He wrote about the recent Wall Street Journal survey of economists, noting that the overall estimate of a recession had increased and the range of probabilities was extreme. His key comment:
Three-quarters of the 52 economists surveyed put the odds at or above 30%, but the range was gigantic from 5% to 90%.
This obviously means that one-quarter of economists see the probability as lower than 30%, but we have no quarrel with the overall conclusion that the (planned) slowing of the economy has increased the chance of a recession, probably into the 30% range.
Paul goes on to cite the recession probability from Intrade, a prediction market. We think prediction markets are useful and agree with Paul that Intrade is the best, but care is required in using the information. The 2008 recession contract has not yet attracted much interest and trading is thin. You can see the order book here. As we write this, the inside market shows a 52 bid for 16 contracts and a 58 offer of 9 contracts. A contract settles at either zero or 100, so the price can be interpreted as the probability of the outcome on a percentage scale. The contracts settle for a full value of $10. This means that the best current bidder is risking about $83. Looking only at orders already in the book, someone with $2000 could send the price to 30 or to 90. Presumably this would attract new orders, but the point is clear. This contract would be more meaningful if there were a tighter and deeper market.

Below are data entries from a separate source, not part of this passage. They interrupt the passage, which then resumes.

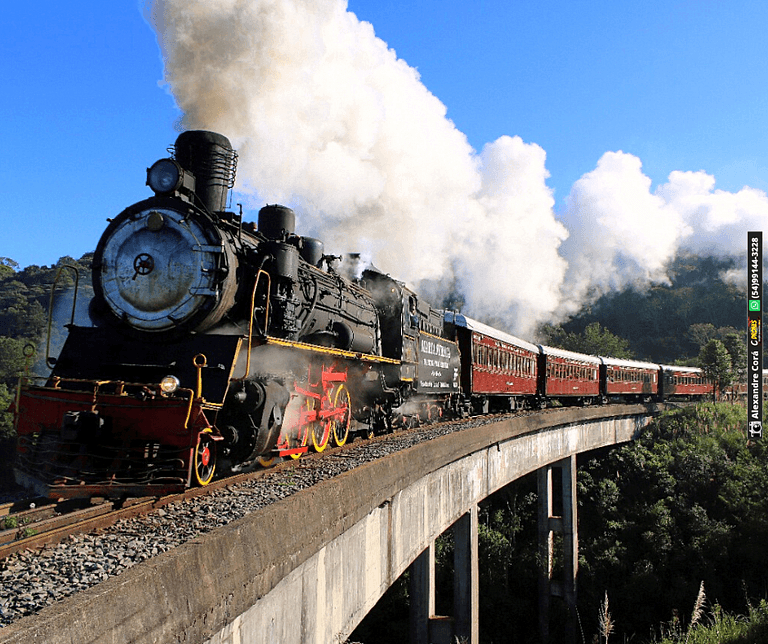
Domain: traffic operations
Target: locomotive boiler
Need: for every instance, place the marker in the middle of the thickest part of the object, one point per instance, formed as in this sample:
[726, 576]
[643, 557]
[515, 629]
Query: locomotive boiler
[220, 343]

We had marked Paul's original article for comment because of the disparity between the predictions of economists and non-economists, in this case the bettors at Intrade, a theme we described discussed here.
Much to our surprise, this morning's email alert from Seeking Alpha showed the same article with the following incorrect headline:
"Economists: Probability of U.S. Recession in 2008 Almost 60%"
The editors at Seeking Alpha are very good. On articles they pick up from "A Dash" their headline is often different and usually better than our original. In this case, however, the headline is an unfortunate and misleading error. Paul Kedrosky is a much respected and popular writer, so the story will get a lot of attention. How many readers will notice that the description in the text does not match the headline?